Hybrider recherche et formation

Co-responsable du master 2 de microbiologie fondamentale depuis 2015, Stéphanie Bury Moné est nommée professeure à la Faculté des sciences de l’Université Paris-Saclay en 2016. Cet événement marque le début de son investissement dans la construction de la Graduate School Life Sciences and Health de l’Université dont elle devient la directrice-adjointe Formation en 2020. « Cette Graduate School s’est créée sur la convergence des modèles des établissements de l’Université Paris-Saclay dont le réseau biologie-santé préexistait déjà. Nous avons regroupé les disciplines de biologie, bio-informatique et médecine pour construire une offre d’enseignement qui va de la molécule à la biologie de synthèse, en passant par la biochimie, la cancérologie, l’immunologie, les biothérapies, la microbiologie, les neurosciences, la physiologie humaine, le développement, la bio-informatique, la génétique et la génomique. » La Graduate School comprend 1 500 étudiants (1 000 en master et 500 en doctorat) et 2 000 permanents.

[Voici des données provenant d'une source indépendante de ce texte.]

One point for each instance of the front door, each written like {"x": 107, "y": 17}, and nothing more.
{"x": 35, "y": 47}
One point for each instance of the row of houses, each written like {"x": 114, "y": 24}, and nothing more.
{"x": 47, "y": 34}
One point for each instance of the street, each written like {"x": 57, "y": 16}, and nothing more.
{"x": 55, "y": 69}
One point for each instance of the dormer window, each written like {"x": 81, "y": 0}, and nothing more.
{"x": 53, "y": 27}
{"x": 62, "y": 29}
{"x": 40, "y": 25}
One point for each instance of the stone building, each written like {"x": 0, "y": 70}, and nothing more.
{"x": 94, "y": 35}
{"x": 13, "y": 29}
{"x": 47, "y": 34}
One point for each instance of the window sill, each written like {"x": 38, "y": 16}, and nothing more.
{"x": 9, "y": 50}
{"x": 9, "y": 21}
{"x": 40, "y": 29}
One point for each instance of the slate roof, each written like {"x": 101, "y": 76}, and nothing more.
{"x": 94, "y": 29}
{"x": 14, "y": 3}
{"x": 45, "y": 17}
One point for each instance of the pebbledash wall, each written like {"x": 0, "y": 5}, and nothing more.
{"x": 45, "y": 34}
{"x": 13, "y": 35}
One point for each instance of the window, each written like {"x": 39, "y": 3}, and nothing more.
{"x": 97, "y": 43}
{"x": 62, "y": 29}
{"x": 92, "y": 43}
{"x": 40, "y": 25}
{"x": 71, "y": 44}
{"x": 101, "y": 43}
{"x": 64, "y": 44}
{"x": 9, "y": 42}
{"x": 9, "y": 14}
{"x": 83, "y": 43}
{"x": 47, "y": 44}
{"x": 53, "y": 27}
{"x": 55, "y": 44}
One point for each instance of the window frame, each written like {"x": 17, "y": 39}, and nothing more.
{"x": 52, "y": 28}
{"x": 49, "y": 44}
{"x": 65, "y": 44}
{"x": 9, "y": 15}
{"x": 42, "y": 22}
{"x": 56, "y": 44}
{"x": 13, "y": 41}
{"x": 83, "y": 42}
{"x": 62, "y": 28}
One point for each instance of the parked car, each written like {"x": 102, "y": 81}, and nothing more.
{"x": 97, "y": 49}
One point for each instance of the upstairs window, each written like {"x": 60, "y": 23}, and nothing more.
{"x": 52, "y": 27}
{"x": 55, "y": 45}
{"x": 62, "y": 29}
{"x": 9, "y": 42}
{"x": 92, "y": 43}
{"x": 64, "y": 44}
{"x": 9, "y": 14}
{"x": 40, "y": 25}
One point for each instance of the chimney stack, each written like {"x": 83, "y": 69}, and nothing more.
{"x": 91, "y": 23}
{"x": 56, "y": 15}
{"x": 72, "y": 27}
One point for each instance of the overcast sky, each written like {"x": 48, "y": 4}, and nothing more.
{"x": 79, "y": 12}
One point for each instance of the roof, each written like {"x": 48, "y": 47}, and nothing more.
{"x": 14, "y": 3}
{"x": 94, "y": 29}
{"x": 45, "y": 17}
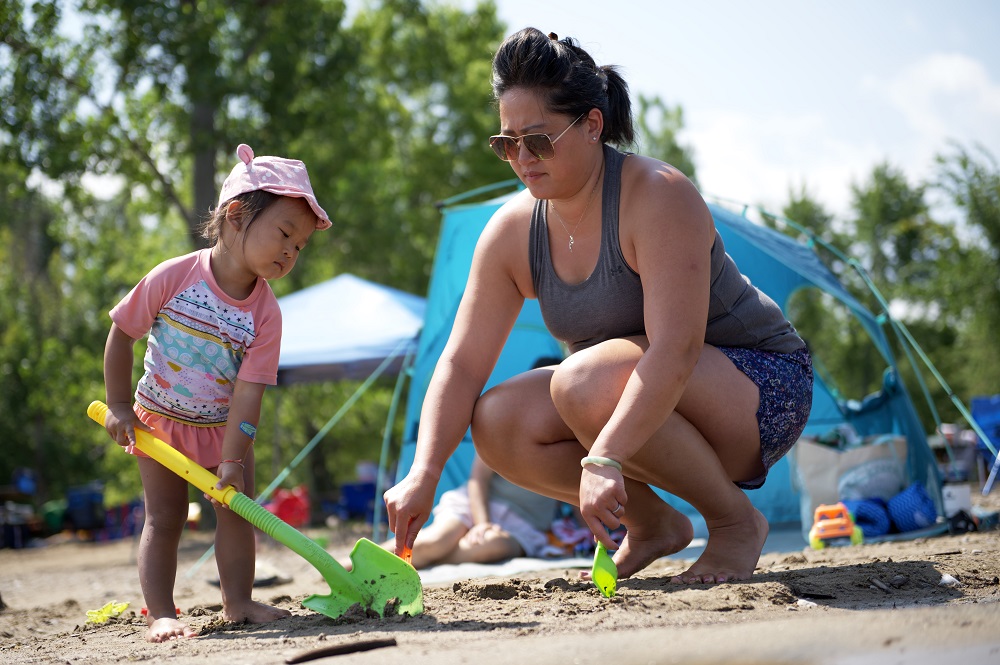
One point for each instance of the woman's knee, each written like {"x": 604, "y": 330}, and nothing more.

Stéphanie Bury Moné consacre autant de temps à ses recherches qu’à son enseignement. « J’ai la chance de faire le plus beau métier. » Très impliquée auprès de ses étudiantes et étudiants, elle considère que sa mission est de les amener « au bout de leur projet, en mettant en valeur leurs compétences. Ils doivent être fiers de ce qu’ils ont appris ».